Originally I was inspired by my father, an engineer; and my mother, a homemaker. My godmother was also very influential in my life. I come from a long line of educators: My aunts were schoolteachers. My family always encouraged me to invest in my studies and go on to college. There was never a question of if I was going to attend college; it was more of a question of when.
In our local city school system we had some highly motivated math and science teachers who supported the physical sciences and the exploration of space. My education began back in the 1960s when our country's initial interest in space was obviously captured by President Kennedy with his bold goal to land a man on the Moon in the decade. And so I think the teachers, students and parents -- the whole generation -- were caught up in that excitement, enthusiasm and wonder, and I was too.
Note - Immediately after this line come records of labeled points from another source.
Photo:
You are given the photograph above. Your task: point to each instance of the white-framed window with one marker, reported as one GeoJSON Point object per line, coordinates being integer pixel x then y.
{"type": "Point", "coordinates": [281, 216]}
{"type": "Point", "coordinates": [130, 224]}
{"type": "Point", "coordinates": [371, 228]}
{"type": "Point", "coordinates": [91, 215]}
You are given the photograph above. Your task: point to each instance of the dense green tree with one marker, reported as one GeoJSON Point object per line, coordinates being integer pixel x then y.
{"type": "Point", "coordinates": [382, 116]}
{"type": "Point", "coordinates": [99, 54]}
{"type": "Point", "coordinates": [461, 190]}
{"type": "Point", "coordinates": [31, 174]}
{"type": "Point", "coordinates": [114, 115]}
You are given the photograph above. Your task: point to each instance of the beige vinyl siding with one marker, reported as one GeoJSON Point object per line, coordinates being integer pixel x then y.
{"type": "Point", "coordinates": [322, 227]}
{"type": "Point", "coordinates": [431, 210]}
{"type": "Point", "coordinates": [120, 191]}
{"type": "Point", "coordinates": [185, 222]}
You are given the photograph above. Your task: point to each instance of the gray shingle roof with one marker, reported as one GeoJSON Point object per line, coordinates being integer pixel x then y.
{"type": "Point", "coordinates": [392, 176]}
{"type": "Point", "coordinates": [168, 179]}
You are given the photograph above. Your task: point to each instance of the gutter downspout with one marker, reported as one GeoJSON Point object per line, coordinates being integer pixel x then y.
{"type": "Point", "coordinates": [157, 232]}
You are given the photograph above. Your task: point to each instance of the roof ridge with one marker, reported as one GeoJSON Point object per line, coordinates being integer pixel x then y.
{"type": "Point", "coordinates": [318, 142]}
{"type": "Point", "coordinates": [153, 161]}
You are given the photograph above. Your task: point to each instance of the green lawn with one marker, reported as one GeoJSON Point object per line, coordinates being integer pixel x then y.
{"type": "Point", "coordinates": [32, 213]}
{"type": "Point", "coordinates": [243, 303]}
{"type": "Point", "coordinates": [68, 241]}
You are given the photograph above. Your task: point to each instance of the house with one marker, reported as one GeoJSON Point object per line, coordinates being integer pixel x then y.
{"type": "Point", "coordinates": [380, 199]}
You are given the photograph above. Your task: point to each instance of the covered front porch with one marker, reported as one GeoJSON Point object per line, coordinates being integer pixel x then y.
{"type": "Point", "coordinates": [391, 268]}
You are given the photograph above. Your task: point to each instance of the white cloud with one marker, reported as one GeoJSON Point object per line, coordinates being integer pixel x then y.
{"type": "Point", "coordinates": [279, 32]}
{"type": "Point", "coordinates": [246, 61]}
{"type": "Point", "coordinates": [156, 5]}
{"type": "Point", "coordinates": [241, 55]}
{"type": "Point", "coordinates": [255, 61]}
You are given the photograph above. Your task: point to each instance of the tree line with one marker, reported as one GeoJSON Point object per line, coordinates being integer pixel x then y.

What is a Project Manager?
Primarily I am a NASA project manager at Marshall Space Flight Center (MSFC). A project manager is a leader of a group of individuals focused on a common goal or product. My most recent project leadership assignment, which I was pleased to be a part of a team of an outstanding group of scientists and engineers, was the development of a low, free flying orbital spacecraft called FASTSAT (Fast, Affordable, Science and Technology SATellite). (We launched this spacecraft in November 2010 and are currently performing mission operations.) FASTSAT has six instruments and weighs 165 kilograms. It was launched into a near polar orbit at about a 72 degree inclination, from the island of Kodiak, Alaska. Its primary goal is Earth-viewing research and technology. NASA supports three Earth-viewing space weather and atmospheric research science activities flying on this mission.
Tell us about a favorite moment so far in your career.
I have been fortunate to be a part of NASA my entire working career, and to have experienced several exciting moments. Besides having had the pleasure of working alongside some of the most talented engineers and scientists from across the globe on more than a dozen launches, there is a particular moment that stands out. I can tell you that I was in a state of awe the first time I climbed aboard a space shuttle to perform a flight instrument test. (This was the Space Shuttle Challenger.) I remember pinching myself and thinking: "How did a small town guy like me get himself into this incredible situation?!" Since then I have had the pleasure of performing operations in other space shuttles and on other spacecraft and launch vehicles, and each and every time it is exciting, but I will always remember that first time.
What advice would you give to someone who wants to take the same career path as you?
My recommendations would be to listen to your parents or your teachers, to study and to find a way to go to an accredited university or place of higher education (such as a technological or vocational school) in order to acquire a scientific degree. That in itself will help springboard you for the rest of your life. It is also important to apply yourself and make an effort to do your best in your studies, and to work to become well-rounded in all areas of your education. There are some other enablers -- you should try to get an internship with NASA or one of its aerospace industry partners prior to your graduation to set yourself apart from the rest of your classmates. Also, along the way prepare your heart and your mind to serve mankind and your country's desire to explore.
What do you do for fun?
I relax and spend time with my family and my friends. I do enjoy drawing caricatures and doing woodworking projects (I whittle and I have a lathe). I also have a passion for outdoor landscaping. I enjoy being outdoors and viewing the fruits of my labors.
If you were talking to a student interested in science and math or engineering, what advice would you give them?
Stay the course. Don't let your disappointments or your failures overwhelm you. We have all experienced failures at some point in our lives. These disciplines (science and math or engineering) are the platforms from which you can be successful, and contribute in a positive manner to your community.